# EECS 531: Computer Vision Assignment 5
**David Fan**

5/2/18

In this notebook we will be translating the geometric computer vision demo from MATLAB into Python and explaining what each section of the code does with math and relevant background.

## Prerequisites
These are different from the demo since the ones in the demo are about setting up the Jupyter MATLAB kernel. Here we'll just be doing our standard imports.

In [21]:
import numpy as np
import matplotlib.pyplot as plt
from mpl_toolkits.mplot3d import Axes3D
import mpl_toolkits.mplot3d as a3
from matplotlib import patches

## Build a Simple Virtual World

### Add something into the world

In [3]:
def create_points():
    [Z, Y, X] = np.meshgrid([-0.5, 0, 0.5], [-0.5, 0, 0.5], [-0.5, 0., 0.5], indexing ='ij')
    
    # This could easily be wrong. MATLAB matrix to Numpy array conversion can get hairy.
    # The line below attempts to match the matlab line: `points = [X(:), Y(:), Z(:)];`
    # The difference between row major and column major may cause issues down the line though.
    points = np.column_stack((X.flatten(order='F'), Y.flatten(order='F'), Z.flatten(order='F')))
    
    # No clue how to replicate MATLAB's Jet function
    colors = None
    
    return (points, colors)

This function is appropriately named. It returns a set of coordinates for points to be plotted later on as well as a color value for each point from the Jet colormap.

### Plot the points

In [14]:
def plot_points(points, colors, size = 50):
    fig, ax = plt.subplots(projection='3d')
    ax.scatter(points[0], points[1], points[2], colors, size)
    return (fig, ax)

This is relatively straight forward. It simply creates a 3D scatter plot using a set of points and colors.
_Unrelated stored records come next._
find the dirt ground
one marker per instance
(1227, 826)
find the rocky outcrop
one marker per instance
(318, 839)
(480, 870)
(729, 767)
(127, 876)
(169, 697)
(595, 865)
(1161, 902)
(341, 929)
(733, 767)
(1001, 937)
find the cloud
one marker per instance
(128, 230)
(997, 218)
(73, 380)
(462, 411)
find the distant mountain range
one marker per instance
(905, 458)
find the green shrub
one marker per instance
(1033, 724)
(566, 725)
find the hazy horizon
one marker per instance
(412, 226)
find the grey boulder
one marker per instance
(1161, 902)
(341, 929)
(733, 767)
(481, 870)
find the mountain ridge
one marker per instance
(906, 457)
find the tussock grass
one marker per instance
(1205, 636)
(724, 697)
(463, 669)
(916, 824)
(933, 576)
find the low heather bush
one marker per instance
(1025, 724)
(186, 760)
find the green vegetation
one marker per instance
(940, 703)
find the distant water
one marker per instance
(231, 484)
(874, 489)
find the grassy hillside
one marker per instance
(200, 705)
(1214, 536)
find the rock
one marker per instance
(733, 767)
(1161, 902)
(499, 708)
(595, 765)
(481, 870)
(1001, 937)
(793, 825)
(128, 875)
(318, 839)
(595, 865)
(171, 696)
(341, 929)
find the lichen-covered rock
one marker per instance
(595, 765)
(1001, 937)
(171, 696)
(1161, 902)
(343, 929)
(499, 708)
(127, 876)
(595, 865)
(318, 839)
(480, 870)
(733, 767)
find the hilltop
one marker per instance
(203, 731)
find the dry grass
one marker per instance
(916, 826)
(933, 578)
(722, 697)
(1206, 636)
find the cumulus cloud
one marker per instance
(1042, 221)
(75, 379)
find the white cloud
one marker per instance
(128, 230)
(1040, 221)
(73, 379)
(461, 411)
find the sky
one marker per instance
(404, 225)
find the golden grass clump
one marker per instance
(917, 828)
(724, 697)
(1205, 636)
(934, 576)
### Set up a pair of cameras

In [5]:
def preset_cameras():
    r = 5
    focal_length = 0.06
    width = 256
    height = 256
    film_width = 0.035
    film_height = 0.035
    
    alpha = np.pi/6
    beta = np.pi/6
    cam1 = {
        'position': [r * np.cos(beta) * np.cos(alpha) ,  r * np.cos(beta) * np.sin(alpha), r * np.sin(beta)],
        'target': [0, 0, 0],
        'up': [0, 0, 1],
        'focal_length': focal_length,
        'film_width': film_width,
        'film_height': film_height,
        'width': width,
        'height': height
    }
    
    alpha = np.pi/3
    beta = np.pi/6
    cam2 = {
        'position': [r * np.cos(beta) * np.cos(alpha) ,  r * np.cos(beta) * np.sin(alpha), r * np.sin(beta)],
        'target': [0, 0, 0],
        'up': [0, 0, 1],
        'focal_length': focal_length,
        'film_width': film_width,
        'film_height': film_height,
        'width': width,
        'height': height
    }
    
    return (cam1, cam2)

This function creates two dictionaries representing the two camera objects. The dictionaries store the cameras' values. Specifically:
- the camera's position in space
- the focal point (target) of the camera
- the up direction of the camera, the focal length of the camera
- the sensor height and width, and 
- the number of horizontal and vertical pixels (width and height).

### Plot camera

In [6]:
def camera_coordinate_system(cam):
    # The axis of camera coordinate system
    # prinicipal axis
    zcam = cam['target'] - cam['position']
    
    # x axis should pend to principal axis and up direction
    xcam = np.cross(zcam, cam['up'])
    
    # y axis should pend to principal axis and principal axis
    ycam = np.cross(zcam, xcam)
    
    # normalize to unit vector
    zcam = zcam / np.linalg.norm(zcam)
    xcam = xcam / np.linalg.norm(xcam)
    ycam = ycam / np.linalg.norm(ycam)
    
    origin = cam['position']
    
    return (xcam, ycam, zcam, origin)

This function computes the coordinate system based on the input camera. Z is along the principal axis, X is perpendicular to the principal axis and runs up, and Y is perpendicular to both. It also returns the origin value of the coordinate system.

In [11]:
def plot_camera(fig, ax, cam, label = '', color=[0.75, 0.75, 0.75]):
    if label:
        ax.text(cam['position'][0],cam['position'][1],cam['position'][2], label)
    
    # Compute the camera coordinate system
    xcam, ycam, zcam, origin = camera_coordinate_system(cam)
    
    # The four corners of the rectangle
    # on the plane through focal points
    d = np.linalg.norm(cam['target'] - cam['position'])
    x = 0.5 * cam['film_width'] * d / cam['focal_length']
    y = 0.5 * cam['film_height'] * d / cam['focal_length']
    
    P1 = origin + x * xcam + y * ycam + d * zcam
    P2 = origin + x * xcam - y * ycam + d * zcam
    P3 = origin - x * xcam - y * ycam + d * zcam
    P4 = origin - x * xcam + y * ycam + d * zcam
    
    # Function to draw a line segment (p1, p2)
    connect = lambda p1, p2: ax.plot([p1[0], p2[0]], [p1[1], p2[2]], color=color)
    
    # Plot line connect camera and target
    connect(cam['position'], cam['target'])
    
    # Plot line connect P1, P2, P3, P4
    Patch()...

This plotting function plots a visual representation of the input camera coordinate system. It plots the rectangle that the camera is viewing and draws lines leading back to the origin.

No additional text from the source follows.